When you see this notification, and if you’re unhappy with it, you have two (primary) options: Either to sub-categorize your category – i.e. introduce sub categories so each will have a smaller number of entries. Or increase the value of threshold.

Each approach has its own disadvantages. Sub-categorizing might break your SEO, while the second approach will undoubtedly effect the UI performance. Your call!

Now – the tricky part – which number to configure in SimplifiedCatalogListingThreshold setting. Obviously, it must be greater than the biggest number of entries in a category. But how to obtain that number? I’ve seen the confusion to raise that value to 3000, 5000, or even 10000 and it’s still not working. No, you can’t guess, you have to know for sure.
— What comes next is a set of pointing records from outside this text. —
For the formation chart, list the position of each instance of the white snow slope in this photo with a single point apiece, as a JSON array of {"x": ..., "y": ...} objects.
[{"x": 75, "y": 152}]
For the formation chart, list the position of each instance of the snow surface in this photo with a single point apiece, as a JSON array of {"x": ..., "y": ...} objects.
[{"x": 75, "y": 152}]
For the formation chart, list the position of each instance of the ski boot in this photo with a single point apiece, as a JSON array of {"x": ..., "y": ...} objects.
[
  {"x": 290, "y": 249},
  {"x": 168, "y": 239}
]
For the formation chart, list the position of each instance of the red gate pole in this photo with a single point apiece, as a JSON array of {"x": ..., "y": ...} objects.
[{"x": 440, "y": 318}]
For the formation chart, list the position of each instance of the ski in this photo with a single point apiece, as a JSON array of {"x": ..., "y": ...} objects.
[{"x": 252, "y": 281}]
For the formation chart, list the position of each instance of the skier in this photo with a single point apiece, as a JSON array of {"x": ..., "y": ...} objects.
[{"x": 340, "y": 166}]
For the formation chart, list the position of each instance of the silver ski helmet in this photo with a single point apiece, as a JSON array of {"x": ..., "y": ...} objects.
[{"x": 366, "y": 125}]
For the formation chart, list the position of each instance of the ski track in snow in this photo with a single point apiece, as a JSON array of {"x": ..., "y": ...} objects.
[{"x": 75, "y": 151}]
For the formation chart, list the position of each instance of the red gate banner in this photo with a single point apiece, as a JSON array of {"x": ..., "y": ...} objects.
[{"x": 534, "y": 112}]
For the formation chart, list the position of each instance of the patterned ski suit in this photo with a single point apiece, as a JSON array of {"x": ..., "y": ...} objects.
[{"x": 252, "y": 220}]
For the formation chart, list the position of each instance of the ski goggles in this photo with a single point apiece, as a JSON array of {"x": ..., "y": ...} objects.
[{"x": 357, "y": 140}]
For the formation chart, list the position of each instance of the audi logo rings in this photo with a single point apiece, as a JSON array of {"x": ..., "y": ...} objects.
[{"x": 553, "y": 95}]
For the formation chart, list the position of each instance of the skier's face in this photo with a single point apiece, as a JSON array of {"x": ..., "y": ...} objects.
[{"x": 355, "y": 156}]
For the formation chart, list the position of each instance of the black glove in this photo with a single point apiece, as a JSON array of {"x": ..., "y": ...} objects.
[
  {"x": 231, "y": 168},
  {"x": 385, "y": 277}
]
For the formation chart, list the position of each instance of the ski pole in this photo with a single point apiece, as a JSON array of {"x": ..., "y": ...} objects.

One simple option is to look at Commerce Manager Catalog Management. There is a small text in right corner of the list which shows the number of entries in that category (No, it’s not available in the Catalog UI, but I assume it would be helpful?)

 

The nuke option is to look at the database. Usually we recommend to avoid manipulate the database directly, as it can be dangerous – but here is a little code which only queries data (so practical harmless)

SELECT CatalogNodeId, Count(CatalogEntryId) 

FROM dbo.NodeEntryRelation

GROUP BY CatalogNodeId

ORDER BY Count(CatalogEntryId) DESC

Now you know the biggest number of the entries in a category – just change the threshold in setting. Try it and see if the UI Performance is acceptable to you.